“Things need not have happened to be true. Tales and dreams are the shadow-truths that will endure when mere facts are dust and ashes, and forgot.”
Those who don’t study their history are doomed to repeat it. We’ve all heard this sage advice before, but there is an inherent problem to studying history in the first place: it’s his story. As much as we would like to think that we are hearing or reading the objective account of what had actually transpired, every story is colored by the perspective of the storyteller.
Sometimes, these “shadow truths” become the accepted reality… and for intents and purposes, they may as well be the reality.
We go through life assuming there exists but a single objective reality with which we all interact. We see the same things that our neighbors see. We hear the same sounds, smell the same smells, and touch the same textures… except we really don’t. Experience is inherently individualized and even when we hear the stories told by others, those stories immediately become colored by our own prejudices and pre-conceived notions about what the world is and what it should be.
It’s like playing the childhood game of operator. The story may begin one way at the beginning of the line, but it can transform into something else entirely by the time it reaches the end of the line. And for the person sitting at the end, this “shadow truth” is the truth. And he or she will act upon this truth as if it were the only objective reality. Except, it isn’t. But it is.

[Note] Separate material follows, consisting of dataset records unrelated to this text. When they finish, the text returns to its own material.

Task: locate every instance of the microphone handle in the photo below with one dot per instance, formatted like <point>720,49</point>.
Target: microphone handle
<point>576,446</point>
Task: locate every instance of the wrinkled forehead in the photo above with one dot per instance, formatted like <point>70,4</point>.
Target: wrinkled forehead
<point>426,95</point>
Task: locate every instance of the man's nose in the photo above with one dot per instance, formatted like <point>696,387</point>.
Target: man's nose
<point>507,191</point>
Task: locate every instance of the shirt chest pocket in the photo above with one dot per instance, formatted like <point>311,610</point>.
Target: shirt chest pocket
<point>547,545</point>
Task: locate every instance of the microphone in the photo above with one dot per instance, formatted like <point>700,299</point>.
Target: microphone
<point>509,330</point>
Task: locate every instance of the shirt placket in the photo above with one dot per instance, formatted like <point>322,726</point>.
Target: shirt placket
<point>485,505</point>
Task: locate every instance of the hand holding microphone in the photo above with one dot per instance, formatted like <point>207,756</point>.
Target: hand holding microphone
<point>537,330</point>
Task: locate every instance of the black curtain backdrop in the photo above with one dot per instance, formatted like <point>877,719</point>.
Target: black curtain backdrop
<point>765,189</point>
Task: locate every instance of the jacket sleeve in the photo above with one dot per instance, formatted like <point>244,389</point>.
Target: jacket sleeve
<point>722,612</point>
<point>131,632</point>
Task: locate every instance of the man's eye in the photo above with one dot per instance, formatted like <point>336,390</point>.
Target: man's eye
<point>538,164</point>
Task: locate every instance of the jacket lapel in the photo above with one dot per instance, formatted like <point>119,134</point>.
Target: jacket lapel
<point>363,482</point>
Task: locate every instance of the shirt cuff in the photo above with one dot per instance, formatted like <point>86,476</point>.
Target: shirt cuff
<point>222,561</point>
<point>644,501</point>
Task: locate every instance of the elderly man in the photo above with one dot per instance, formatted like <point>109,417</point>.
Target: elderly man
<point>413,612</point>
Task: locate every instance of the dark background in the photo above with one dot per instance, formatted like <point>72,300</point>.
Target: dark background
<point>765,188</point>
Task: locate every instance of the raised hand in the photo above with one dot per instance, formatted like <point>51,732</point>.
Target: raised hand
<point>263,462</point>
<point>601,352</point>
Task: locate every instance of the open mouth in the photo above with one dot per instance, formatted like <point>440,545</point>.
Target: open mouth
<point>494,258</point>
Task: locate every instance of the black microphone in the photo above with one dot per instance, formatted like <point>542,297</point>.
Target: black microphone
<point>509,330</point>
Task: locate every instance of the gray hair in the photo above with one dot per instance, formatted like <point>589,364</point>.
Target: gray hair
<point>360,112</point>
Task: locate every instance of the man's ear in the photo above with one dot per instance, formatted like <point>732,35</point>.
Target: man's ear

The passage above comes from The Sandman series by Neil Gaiman and it reminds me of a tangentially related notion about the nature of truth and reality. Before he started his gig with CBS, the actual person Stephen Colbert played the character of Stephen Colbert on Comedy Central. Since we so rarely saw him “out of character,” the character of the ultra conservative pundit was our truth. It was our reality.
And it is through this character of Stephen Colbert that we came to understand the idea of truthiness. An idea or “fact” simply needs to “feel right” in order for it to be true for the believer. It does not need to be backed up by actual facts or reality, as long as the believer has a “gut feeling” about its “truthiness.” For this person, the “objective” truth really is forgotten, turning into dust and ashes. This is particularly frightening in the context of our current political landscape.
Neil Gaiman is an English author who explored a broad range of subject matter and genres, constantly reinventing a new reality for his readers. The Sandman is a series of graphic novels, exploring a person who makes a deal to live forever. Neil Gaiman has also written short stories, novels and even film. You might know him from Coraline or The Ocean at the End of the Lane. Myself, I’m currently listening to his short fiction collection Trigger Warning as an audiobook.
The worlds he creates and tales he tells will indeed endure through time, living on as printed words on a page or words uttered on an audio CD. What actually happened, fictional or otherwise, is inconsequential.
Image credit: ActuaLitté
I’ve read everything Gaiman has written. very weird, but very cool
One of the good checks in official history books is that it is reviewed and critiqued by a majority of reasonable society. But most private or non-democratic writings are slanted toward the writers point of view.
Even then, all writings are perceived differently by everyone because we all see through our own eyes and memories.